The hard and bitter conflict was finally over. Northern armies had preserved the Union and destroyed slavery; many of the South’s factories, railroads, and cities lay in ruins; and its farms and plantations had suffered years of neglect. Almost 260,000 Confederate soldiers had paid for secession with their lives. On the other side, more than 360,000 northerners had died for the Union, and thousands more had been maimed. Was it all worth the price? Delivering his second inaugural address in March 1865 — less than a month before his assassination — Abraham Lincoln could justify the hideous carnage only by alluding to divine providence: “[S]o still it must be said ‘the judgments of the Lord are true and righteous altogether.’”
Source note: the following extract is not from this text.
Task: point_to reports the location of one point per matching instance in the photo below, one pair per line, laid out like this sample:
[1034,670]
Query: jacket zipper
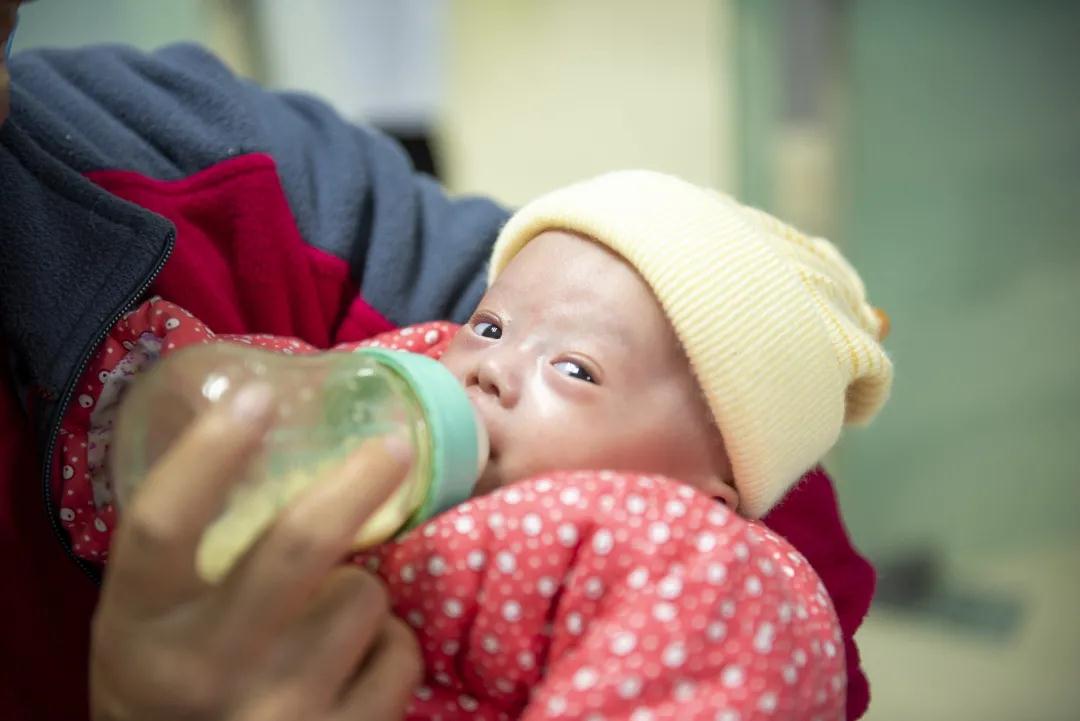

What of the war’s effects on society? A New York census taker suggested that the conflict had undermined “autocracy” and had an “equalizing effect.” Slavery was gone from the South, he reflected, and in the North, “military men from the so called ‘lower classes’ now lead society, having been elevated by real merit and valor.” However perceptive these remarks, they ignored the wartime emergence of a new financial aristocracy that would soon preside over what Mark Twain labeled the Gilded Age. Nor was the sectional struggle yet concluded. As the North began to reconstruct the South and the Union, it found those tasks to be almost as hard and bitter as the war itself.